Bueno después de un tiempo pensando en hacer esto y en cómo hacerlo he decidido que lo voy a hacer según me salga y desde el corazón y que sea lo que Dios quiera.
Hoy me gustaría hablarles de mi equipo, el de verdad, el que está por encima incluso del Barça en mi corazón. Un equipo al que llevo desde hace 4 años en 3 categorías (pre-benjamín, benjamín y alevín) y que este año me ha hecho sentirme orgulloso. Es el equipo de fútbol del Colegio El Pinillo donde, por primera vez, hemos ganado la liga local sin trampa ni cartón (esto lo recalco muy recalcadamente porque luego hay quien se queja) en categoría prebenjamín.
La verdad es que no me lo esperaba. Los pilares del equipo el año pasado (fueron terceros)subieron de categoría y me quedé con un puñado de niños de primer año y cinco de segundo. Uno en particular me generaba muchas dudas y había incluso días que cierta impotencia porque era muy bueno en los entrenamientos y flojo en los partidos. Tanto es así que acabó el año pasado con 1 gol en 7 partidos. Este año nada más empezar me acuerdo que le dije que el gol era responsabilidad suya, así medio en broma. Se lo ha tomado al pie de la letra. 38 goles en 10 partidos, 5 de ellos en la final, lo colocan como mejor jugador de la categoría. Es una pasada. Regates con las dos piernas, cambios de ritmos, fintas con el cuerpo, va bien de cabeza, es grande y rápido...y tiene 8 años. Miguel Ángel Dorado, alias el Kun. Colchonero de pro como su padre.
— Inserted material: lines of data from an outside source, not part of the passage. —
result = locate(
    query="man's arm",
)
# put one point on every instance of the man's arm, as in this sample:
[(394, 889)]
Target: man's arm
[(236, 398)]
Pero no ha sido el único. De hecho estuvo en la única derrota del año por 4-3 en el Palma de Mallorca, con los que jugamos un duro partido de vuelta y la final. Fue fallo mío por ir confiados después de 3 goleadas seguidas y ni si quiera poner a los titulares de inicio. Luego ganamos 3-2 en casa jugándonos el liderato.
Nos volvimos a encontrar en la final. El partido iba 1-1 hasta que el Kun lo rompió. 5 goles para un 6-1 final y título en el bolsillo. Y la alegría general. Sobre todo de los que se tiraron casi todo el partido jugando que no podían más. Eso sí, jugaron todos. Y los padres contentísimos también. Y es de destacar el comportamiento suyo durante todo el año, animando sin protestar que en estas categorías hay mucho padre que ya se ve representante del nuevo Messi y no suele ser así.
Gracias a la inteligencia de Alejandro, a la alegría de Iván y Mario, a la energía de David, a la fuerza de José Luis, a la picardía de Manu, a la potencia de Oscar, a las ganas de aprender de Gonzalo, al ímpetu de Mohammed, a la entrega de Ernesto, a la tranquilidad de Sergio y a la calidad y humildad del Kun. Gracias a todos por este año. Espero que se hayan divertido tanto como yo. Y la cosa no cambia mucho de un año para otro. Me encanta estar con los chavales porque me siento uno de ellos. Y muchas veces peor.